Quizá demasiado naif y azucarada en su intento de ondear la bandera del buen
rollo, pero sólo por la música de The Proclaimers y la interpretación de Peter
Mullan ya merece la pena el intento.
Mucho
más inspirada, hasta el punto de ser la mejor sorpresa del verano
cinematográfico, es Begin Again, donde su director, John Carney, sin abandonar la
fórmula de su anterior y exitosa Once,
cruza el charco y traslada a Nueva York lo que tan bien le funcionó en Dublín.
La música como banda sonora, pero también como argumento y como medio de vida,
como negocio y como forma de expresión. Porque en Begin Again, como en su pariente no tan lejana The Commitments (Alan Parker, 1991), la música está integrada en la
lógica narrativa de la historia y no supone (como en los musicales clásicos al
estilo Broadway) una ruptura de los cánones de la realidad. Las canciones se
interpretan en un bar o en un concierto, en un ensayo o en la ducha, o bien son
escuchadas en la radio o en un reproductor MP3. Pero esto no quiere decir que
Carney carezca de sutileza o de sentido poético. Secuencias como la del
productor imaginando los arreglos o la conversación sobre cómo la música puede
manipular la banalidad hasta convertirla en emoción son una muestra del talento
de este director irlandés para llegar al corazón por la vía de la sencillez.

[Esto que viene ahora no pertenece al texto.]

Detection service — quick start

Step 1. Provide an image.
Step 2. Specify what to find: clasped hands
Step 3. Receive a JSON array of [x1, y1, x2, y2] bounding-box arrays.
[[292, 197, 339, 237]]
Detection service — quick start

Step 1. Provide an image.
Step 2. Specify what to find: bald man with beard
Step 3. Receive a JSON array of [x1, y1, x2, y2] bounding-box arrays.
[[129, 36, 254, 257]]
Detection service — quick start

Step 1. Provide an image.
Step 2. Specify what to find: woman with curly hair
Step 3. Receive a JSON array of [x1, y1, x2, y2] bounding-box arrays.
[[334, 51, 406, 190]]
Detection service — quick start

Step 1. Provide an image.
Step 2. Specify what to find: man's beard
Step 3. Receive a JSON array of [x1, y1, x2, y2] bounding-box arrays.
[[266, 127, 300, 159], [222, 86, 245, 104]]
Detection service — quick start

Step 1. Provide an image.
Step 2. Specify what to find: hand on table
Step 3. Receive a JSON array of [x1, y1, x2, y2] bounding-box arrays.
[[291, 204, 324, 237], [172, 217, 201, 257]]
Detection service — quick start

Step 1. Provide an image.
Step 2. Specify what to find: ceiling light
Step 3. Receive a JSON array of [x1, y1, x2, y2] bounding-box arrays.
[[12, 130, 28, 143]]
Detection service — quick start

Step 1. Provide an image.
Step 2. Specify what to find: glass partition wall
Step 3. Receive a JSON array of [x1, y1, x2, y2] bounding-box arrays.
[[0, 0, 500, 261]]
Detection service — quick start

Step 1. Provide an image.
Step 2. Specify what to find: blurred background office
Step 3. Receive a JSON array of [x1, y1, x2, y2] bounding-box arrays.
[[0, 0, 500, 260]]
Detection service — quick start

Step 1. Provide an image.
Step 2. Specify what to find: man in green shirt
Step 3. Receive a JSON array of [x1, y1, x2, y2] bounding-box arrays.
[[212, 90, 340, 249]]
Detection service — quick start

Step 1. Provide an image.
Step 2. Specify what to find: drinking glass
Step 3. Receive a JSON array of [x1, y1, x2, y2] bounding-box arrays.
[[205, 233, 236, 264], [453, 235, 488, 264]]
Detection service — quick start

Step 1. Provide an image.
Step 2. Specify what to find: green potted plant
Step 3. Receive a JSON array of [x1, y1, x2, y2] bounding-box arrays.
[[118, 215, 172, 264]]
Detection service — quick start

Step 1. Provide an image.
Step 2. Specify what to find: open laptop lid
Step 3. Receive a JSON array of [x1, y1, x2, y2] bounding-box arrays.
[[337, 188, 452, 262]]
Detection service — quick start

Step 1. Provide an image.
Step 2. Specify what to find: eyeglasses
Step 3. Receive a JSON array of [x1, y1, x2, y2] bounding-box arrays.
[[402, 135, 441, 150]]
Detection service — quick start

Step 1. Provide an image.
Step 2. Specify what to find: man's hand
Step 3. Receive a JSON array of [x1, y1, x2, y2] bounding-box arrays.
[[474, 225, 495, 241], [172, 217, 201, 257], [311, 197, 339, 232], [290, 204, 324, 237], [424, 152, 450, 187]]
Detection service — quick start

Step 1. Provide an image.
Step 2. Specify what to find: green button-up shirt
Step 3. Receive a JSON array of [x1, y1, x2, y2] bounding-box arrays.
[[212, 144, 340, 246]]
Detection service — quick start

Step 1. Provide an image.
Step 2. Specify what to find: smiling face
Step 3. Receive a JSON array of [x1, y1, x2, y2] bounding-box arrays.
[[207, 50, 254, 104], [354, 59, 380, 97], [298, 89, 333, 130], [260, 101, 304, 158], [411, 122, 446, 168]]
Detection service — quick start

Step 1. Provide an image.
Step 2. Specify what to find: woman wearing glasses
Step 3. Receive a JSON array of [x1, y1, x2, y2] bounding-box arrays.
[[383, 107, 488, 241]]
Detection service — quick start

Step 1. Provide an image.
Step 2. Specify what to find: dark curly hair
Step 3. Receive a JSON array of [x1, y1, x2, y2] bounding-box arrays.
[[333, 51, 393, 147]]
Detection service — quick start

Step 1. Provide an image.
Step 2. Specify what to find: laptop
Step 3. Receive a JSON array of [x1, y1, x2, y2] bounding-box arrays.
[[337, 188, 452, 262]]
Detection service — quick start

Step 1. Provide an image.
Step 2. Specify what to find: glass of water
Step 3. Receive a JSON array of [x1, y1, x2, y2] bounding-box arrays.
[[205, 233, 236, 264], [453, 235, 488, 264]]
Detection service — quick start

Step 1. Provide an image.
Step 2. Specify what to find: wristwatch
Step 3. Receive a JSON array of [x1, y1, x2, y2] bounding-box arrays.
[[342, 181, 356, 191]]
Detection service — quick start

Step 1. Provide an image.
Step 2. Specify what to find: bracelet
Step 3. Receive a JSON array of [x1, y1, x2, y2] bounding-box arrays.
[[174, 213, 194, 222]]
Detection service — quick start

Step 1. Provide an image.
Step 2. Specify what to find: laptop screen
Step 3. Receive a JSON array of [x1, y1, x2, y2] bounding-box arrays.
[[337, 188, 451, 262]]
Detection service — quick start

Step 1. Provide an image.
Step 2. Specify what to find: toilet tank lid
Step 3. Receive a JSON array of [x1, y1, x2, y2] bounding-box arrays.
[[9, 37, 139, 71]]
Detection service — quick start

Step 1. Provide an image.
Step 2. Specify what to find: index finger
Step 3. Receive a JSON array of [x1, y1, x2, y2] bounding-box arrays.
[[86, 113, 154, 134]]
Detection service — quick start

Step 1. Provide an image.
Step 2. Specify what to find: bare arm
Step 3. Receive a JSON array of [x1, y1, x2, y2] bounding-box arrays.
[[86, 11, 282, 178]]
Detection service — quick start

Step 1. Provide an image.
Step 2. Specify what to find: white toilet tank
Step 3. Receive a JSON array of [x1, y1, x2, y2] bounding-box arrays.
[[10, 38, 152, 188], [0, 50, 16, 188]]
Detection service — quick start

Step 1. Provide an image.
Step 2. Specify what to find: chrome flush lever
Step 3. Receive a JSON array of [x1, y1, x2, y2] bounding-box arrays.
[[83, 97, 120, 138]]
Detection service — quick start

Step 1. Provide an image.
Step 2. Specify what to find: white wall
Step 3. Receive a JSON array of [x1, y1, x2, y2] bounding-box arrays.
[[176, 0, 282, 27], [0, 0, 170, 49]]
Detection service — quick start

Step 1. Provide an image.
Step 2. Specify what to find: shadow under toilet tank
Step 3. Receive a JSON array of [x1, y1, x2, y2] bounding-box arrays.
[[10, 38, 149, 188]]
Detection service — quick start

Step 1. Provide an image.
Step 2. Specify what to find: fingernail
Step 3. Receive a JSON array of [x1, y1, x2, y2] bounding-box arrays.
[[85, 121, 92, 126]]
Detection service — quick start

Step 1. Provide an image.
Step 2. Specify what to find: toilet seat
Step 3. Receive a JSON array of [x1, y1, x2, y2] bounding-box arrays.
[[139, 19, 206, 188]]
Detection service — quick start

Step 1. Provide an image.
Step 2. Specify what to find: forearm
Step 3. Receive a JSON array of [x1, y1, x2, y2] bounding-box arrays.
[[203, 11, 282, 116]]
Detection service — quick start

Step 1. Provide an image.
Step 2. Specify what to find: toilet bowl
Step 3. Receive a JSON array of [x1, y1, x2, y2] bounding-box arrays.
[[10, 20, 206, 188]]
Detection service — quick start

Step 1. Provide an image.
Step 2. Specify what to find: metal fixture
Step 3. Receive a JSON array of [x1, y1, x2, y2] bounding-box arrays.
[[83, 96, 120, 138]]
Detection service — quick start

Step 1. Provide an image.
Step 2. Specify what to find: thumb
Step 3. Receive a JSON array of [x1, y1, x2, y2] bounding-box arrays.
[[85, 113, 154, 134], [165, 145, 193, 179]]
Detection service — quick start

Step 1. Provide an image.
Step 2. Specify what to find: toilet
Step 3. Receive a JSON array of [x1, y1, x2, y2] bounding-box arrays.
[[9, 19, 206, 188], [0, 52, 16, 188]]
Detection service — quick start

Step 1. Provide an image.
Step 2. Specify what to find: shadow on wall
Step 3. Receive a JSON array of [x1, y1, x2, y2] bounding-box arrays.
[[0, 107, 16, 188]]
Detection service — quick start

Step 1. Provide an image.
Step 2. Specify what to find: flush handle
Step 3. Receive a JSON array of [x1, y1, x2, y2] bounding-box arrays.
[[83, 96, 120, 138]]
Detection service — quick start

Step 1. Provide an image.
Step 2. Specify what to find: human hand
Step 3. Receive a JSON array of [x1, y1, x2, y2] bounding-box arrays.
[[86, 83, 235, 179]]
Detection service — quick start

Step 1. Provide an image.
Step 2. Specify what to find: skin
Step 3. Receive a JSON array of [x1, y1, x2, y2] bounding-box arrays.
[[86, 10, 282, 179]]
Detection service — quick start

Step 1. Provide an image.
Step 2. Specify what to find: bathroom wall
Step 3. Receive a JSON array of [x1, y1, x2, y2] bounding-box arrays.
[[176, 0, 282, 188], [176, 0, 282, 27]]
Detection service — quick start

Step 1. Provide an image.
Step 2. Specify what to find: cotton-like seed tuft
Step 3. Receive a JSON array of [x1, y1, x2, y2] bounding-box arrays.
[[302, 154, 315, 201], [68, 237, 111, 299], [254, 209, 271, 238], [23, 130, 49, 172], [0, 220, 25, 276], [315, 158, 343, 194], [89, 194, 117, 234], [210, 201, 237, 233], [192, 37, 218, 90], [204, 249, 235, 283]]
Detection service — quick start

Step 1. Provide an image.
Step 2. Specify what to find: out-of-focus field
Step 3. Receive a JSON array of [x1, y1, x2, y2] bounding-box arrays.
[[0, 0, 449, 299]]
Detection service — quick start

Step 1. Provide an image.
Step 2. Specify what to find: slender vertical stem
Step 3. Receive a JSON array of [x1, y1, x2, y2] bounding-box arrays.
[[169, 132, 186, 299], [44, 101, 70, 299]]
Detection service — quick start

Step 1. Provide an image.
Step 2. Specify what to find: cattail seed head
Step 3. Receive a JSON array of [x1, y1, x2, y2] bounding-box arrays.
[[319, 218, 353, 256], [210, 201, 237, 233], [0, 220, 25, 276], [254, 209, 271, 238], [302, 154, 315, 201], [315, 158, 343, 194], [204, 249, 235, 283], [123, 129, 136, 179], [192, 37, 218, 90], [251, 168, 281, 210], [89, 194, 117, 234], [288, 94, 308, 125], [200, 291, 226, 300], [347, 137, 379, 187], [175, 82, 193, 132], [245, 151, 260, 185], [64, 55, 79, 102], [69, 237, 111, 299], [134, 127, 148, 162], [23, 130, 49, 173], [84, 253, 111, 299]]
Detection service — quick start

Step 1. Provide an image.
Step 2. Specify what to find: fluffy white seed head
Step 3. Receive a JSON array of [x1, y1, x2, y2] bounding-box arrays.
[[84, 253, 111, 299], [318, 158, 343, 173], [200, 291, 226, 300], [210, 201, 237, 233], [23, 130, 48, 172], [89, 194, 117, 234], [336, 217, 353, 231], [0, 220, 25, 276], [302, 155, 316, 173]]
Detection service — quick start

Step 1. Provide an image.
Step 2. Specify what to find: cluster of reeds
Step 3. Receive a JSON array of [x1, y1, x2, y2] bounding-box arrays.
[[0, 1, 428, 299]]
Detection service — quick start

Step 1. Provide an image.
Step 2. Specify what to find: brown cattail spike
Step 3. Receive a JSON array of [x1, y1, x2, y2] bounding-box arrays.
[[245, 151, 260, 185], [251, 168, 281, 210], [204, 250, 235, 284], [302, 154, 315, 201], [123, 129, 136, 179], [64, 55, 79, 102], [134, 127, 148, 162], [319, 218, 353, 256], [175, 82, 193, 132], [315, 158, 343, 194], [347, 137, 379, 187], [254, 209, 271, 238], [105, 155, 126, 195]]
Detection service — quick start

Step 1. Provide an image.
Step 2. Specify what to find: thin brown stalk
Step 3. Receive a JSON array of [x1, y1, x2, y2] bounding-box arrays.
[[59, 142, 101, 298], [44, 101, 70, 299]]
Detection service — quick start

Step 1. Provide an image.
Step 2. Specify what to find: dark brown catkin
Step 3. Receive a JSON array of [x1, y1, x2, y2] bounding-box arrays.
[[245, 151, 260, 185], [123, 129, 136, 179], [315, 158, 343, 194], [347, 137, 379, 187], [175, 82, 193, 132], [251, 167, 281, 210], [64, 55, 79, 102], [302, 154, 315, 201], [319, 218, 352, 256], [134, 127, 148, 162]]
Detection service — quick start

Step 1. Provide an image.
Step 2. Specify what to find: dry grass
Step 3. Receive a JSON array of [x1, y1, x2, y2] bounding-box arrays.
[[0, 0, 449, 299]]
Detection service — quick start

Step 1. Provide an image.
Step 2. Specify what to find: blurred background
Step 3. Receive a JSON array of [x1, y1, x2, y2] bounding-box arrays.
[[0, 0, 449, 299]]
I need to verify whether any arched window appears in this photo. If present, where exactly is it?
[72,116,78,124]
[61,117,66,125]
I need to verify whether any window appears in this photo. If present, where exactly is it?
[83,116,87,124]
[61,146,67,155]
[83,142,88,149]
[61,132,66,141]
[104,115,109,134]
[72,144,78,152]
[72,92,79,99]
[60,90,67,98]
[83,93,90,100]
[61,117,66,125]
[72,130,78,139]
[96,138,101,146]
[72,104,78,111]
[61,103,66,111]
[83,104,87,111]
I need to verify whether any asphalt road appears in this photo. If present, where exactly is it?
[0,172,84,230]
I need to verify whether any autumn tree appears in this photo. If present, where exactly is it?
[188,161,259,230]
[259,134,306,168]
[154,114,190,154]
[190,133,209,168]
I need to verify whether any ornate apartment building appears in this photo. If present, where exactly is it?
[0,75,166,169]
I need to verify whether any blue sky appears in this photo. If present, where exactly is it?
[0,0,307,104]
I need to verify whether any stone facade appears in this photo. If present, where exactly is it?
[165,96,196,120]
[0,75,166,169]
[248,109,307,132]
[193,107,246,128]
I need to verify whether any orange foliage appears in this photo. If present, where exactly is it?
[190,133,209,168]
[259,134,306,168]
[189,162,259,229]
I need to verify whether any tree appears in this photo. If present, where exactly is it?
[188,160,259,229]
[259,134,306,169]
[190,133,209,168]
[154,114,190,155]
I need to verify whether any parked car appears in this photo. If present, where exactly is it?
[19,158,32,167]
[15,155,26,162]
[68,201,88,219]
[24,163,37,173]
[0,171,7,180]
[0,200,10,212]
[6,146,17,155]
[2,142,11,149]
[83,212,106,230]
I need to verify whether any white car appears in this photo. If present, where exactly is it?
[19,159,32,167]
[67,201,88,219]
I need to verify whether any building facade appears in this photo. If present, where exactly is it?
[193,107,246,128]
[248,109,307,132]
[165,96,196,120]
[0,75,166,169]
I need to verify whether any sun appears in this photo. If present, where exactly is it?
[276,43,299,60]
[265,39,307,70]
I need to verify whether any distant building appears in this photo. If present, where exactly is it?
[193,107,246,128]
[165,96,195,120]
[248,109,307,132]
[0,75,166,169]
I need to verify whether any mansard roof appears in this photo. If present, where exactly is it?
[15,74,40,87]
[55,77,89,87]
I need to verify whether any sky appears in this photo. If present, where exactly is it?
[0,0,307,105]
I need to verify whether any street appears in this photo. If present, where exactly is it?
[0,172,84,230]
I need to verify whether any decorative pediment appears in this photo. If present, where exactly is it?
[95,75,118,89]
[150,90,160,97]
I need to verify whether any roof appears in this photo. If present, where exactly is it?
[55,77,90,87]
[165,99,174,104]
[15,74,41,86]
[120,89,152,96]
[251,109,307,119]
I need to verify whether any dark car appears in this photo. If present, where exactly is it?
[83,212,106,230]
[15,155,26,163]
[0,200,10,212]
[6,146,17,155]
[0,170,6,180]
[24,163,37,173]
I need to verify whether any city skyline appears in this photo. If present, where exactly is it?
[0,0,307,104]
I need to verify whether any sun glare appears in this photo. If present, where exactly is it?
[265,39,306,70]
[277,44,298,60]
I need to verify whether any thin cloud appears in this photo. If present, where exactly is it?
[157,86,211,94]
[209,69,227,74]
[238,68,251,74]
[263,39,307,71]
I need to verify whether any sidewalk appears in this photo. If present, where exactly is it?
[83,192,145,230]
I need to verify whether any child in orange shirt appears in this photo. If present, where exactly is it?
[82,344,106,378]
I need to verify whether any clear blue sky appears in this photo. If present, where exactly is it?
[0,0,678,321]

Carney sigue apostando además por los buenos sentimientos antes que por los
buenos resultados, y eso se nota tanto en la manera de contarnos la relación
entre padre e hija como en el desarrollo de la amistad entre la pareja
protagonista. Números musicales con fuerza, como el del callejón con los chavales o el de la terraza, y una mirada optimista a la transformación del negocio musical en relación con los nuevos canales y tecnologías de la comunicación. Buen rollo con naturalidad y sin peligro para los diabéticos. El
reparto se gana el sueldo, en especial un Mark Ruffalo espléndido como casi
siempre, y cuyo trabajo, me temo, no será reconocido como se merece (por mucho
menos a algunos los han nominado al Oscar, y hasta se lo han dado).
Y
rozando los estertores de este verano que en realidad ya nació muerto (vaya
tiempo de mierda) ha llegado #Chef, de Jon Favreau, quien, tras
llenarse los bolsillos con su cachonda visión del superhéroe Iron Man (y
patinar con la estrafalaria Cowboys &
Aliens; ¿a quién se le ocurre?), le pone un par de alforjazas y se planta
delante y detrás de la cámara para, en cierto modo, regresar a sus orígenes indies. Digo en cierto modo porque, como
listo que es y bien relacionado que está, se rodea en su nueva película de
rostros y presencias que, sin eclipsar a su personaje, otorgan a los
secundarios una categoría superior a la media. Dustin Hoffman le pone carisma y
solvencia, Scarlett Johanson encanto y sensualidad, John Leguizamo
campechanería y salsa picante, Oliver Platt arrogancia y cinismo, Robert Downey
Jr. le pone Robert Downey Jr. (un cameo socarrón y canallesco, marca de la
casa) y Sofía Vergara intenta cubrir con su voluptuosidad latina los límites de
su registro interpretativo. Todo bien cocido y condimentado para ser degustado
en una comida familiar, igual que en las recetas del chef que da título a la
historia, aunque no sea ésta en realidad una película sobre la gastronomía,
sino más bien sobre la tecnología. Y digo bien. Las redes sociales y el poder
(a veces involuntario) que conceden tanto para encumbrar como para destruir al
prójimo son el tema principal, por encima de los fogones y las recetas. Y
luego está la fiebre por salir retratado en la red, por hacerse un selfie o contarlo todo a cada instante… Si La red social (David Fincher, 2010)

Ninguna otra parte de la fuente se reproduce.